You did misunderstand me here, I’m afraid. The calculation was not my issue. Based on J. Cohen, my imporession always was that in samples you cannot determine effect sizes. Of course, one can calculate an effect size /measure/ (for example for meta analyses, as you mentioned). But if I had an experiment n1=n2=5, and found d=0.5, I cannot call this “the effect size of the experimental intervention”. I just can say that I calculated a d = 0.5 . The true effect of the experimental intervention might be d=0.9 or d=0.0 or even d=-0.1. The d=0.5 is a combination of unknown true effect and of random error. Therefore, I have the impression that calling the sample d an effect size is misleading.
I have frequently encountered the reasoning: “p was < 0.05 in my experiment, therefore I may interpret the calculated effect size measure from my sample as true effect", completely ignoring random variation.
Ney – I see what you mean, that is my fault for abuse of terminology. Yes, I would also not call the sample-specific d (or any other standardized measure) the same thing as the true effect, as the calculation also includes random variation. Reading back, I think my use of the term “experimental effect” here is quite confusing as I seem to be implying that the sample-specific d and the true effect are one and the same (which, as you say, they are not).
Are you not ware that one can’t draw more general inferences regarding the “size” of an effect when using “standardized effect sizes” based on sample-specific variances? There is a huge literature about this isuue. In particular, Sander Greenland has written extensively on this topic. I suggest that you spend some time becoming educated. What you are proposing is of great concern.
I’m increasingly convinced that rote application of standardized effect size measures is too widespread already and is mainly bad. Perhaps the exception is for simple rules of thumb for power / sample size calculations.

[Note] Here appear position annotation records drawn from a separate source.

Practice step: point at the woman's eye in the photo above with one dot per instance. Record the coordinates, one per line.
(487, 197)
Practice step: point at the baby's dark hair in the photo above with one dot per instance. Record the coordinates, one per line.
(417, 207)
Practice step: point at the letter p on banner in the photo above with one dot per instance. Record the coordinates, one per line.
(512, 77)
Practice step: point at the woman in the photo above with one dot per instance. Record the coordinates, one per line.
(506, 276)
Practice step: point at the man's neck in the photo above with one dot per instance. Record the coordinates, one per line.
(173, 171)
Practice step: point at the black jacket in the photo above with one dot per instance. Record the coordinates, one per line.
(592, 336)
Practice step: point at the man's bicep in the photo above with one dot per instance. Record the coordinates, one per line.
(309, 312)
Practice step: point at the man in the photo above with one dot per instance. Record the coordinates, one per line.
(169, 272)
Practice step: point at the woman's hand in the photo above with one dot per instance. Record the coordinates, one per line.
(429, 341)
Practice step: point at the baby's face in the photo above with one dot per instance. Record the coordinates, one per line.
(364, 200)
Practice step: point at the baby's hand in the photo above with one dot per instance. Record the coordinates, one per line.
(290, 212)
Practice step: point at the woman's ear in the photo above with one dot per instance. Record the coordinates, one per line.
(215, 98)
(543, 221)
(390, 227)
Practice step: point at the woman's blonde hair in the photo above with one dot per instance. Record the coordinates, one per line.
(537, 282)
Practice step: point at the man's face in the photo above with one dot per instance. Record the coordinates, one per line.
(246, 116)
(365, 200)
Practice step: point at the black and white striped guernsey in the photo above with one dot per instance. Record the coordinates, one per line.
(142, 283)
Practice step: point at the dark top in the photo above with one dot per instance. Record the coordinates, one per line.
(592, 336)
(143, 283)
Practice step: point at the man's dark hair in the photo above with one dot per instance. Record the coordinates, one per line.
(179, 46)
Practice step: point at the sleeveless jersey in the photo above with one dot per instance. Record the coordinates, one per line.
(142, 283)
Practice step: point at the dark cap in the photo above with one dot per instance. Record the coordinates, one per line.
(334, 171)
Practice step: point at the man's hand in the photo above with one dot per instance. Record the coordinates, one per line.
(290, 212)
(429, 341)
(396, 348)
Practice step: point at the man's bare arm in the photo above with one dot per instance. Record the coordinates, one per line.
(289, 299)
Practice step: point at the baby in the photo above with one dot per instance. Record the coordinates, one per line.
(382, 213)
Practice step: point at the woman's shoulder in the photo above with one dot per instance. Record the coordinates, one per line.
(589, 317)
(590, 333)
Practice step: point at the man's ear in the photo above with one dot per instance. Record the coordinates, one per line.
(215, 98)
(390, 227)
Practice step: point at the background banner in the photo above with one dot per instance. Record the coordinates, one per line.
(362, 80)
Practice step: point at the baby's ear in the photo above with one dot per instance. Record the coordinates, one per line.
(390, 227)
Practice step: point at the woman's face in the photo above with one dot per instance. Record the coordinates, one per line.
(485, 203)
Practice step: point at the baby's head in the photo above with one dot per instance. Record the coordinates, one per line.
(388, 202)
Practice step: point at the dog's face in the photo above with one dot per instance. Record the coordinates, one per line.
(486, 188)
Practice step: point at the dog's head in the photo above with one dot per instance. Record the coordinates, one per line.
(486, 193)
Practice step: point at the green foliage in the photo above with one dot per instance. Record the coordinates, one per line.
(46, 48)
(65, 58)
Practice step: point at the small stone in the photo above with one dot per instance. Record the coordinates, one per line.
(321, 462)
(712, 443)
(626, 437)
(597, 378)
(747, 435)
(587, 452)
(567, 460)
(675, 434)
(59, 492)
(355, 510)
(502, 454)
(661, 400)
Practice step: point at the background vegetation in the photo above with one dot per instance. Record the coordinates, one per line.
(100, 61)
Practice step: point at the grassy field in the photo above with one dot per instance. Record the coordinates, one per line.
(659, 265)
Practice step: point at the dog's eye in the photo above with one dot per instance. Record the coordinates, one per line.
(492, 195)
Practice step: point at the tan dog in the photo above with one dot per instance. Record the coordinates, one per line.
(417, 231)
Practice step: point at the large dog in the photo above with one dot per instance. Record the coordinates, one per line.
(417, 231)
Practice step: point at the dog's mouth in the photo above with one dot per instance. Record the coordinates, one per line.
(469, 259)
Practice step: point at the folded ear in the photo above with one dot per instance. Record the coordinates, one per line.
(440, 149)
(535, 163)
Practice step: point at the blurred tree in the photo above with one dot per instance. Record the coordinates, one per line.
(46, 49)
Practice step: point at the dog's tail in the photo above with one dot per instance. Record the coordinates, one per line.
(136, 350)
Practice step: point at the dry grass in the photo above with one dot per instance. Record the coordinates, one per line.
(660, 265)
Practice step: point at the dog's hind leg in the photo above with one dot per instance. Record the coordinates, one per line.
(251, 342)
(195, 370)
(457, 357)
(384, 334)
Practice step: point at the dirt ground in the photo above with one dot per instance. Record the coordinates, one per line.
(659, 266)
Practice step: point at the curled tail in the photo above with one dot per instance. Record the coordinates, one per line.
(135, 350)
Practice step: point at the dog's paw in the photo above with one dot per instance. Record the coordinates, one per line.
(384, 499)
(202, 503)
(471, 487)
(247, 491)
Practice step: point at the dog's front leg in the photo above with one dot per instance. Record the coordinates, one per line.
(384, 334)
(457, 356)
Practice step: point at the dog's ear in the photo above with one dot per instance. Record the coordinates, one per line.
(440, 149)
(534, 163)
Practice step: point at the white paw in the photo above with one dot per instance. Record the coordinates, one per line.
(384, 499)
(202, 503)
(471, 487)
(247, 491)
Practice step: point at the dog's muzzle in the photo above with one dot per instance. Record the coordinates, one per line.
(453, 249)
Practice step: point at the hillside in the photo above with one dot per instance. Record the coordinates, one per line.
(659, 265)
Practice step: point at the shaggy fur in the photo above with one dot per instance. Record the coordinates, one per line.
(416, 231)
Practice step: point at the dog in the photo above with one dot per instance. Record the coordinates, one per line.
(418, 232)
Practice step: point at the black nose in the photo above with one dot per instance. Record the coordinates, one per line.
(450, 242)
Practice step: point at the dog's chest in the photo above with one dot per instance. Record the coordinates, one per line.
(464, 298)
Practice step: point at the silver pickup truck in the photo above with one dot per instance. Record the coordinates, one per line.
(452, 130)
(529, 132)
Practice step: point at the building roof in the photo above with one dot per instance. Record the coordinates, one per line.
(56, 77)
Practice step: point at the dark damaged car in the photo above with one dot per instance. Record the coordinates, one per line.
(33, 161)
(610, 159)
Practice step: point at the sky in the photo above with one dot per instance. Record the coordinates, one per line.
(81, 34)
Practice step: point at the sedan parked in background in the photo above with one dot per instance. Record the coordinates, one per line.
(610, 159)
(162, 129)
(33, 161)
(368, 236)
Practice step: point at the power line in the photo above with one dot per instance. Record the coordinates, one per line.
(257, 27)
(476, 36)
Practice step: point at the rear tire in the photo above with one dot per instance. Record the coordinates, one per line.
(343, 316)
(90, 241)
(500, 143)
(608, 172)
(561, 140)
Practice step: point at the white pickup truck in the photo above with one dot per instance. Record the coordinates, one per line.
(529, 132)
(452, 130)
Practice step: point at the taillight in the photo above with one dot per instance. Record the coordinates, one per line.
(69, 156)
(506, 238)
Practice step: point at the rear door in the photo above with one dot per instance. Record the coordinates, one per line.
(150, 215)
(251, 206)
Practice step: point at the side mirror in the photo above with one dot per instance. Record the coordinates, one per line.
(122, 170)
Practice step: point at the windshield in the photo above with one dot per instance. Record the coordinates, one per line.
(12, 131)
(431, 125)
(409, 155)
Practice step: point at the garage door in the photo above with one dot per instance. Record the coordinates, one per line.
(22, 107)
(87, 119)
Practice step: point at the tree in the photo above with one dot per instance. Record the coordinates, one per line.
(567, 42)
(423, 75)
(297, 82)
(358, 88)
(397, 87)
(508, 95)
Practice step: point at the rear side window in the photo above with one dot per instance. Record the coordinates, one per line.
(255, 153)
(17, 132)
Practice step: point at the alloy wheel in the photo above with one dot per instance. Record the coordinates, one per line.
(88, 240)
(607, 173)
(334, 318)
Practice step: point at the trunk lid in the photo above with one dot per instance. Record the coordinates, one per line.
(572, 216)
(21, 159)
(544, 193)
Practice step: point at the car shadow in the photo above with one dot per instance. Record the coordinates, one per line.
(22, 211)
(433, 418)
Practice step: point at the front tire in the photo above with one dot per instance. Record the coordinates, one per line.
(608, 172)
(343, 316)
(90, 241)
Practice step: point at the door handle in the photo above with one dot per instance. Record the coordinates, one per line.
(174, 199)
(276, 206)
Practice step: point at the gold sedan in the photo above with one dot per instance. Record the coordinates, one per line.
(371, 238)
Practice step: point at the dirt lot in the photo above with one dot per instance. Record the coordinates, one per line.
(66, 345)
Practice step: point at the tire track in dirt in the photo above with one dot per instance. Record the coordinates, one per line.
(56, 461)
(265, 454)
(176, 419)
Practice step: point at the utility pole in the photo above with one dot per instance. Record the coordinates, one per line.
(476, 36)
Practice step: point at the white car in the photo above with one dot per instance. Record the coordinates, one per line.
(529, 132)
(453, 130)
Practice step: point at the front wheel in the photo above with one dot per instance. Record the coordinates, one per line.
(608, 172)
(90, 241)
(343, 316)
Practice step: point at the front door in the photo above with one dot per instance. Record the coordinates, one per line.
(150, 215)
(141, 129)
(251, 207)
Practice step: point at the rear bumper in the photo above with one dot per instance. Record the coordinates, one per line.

I also think that, where possible, effect sizes should be kept in the units of the original scale on which the outcome was measured and not standardized as this greatly helps with interpretability.
Having said that, standardized indices of effect size are widespread in their use and you mentioned a couple of scenarios where they may be useful. My personal use case for them was for comparing groups after propensity score weighting, which is what led me to develop this package.
I should have been more clear in my reply to Ney, I was outlining how effect sizes are computed in the context of experimental outcomes, and examples of scenarios in which they are used. I did not make any claims about how generalisable the inferences are based on sample-specific calculations, or at least I did not intend to. I apologise if this was unclear in my wording.
Nasir — It seems to me that you really do not have any idea what you are talking about with regard to “standardization” and effect size. Please spend some time learning about this issue.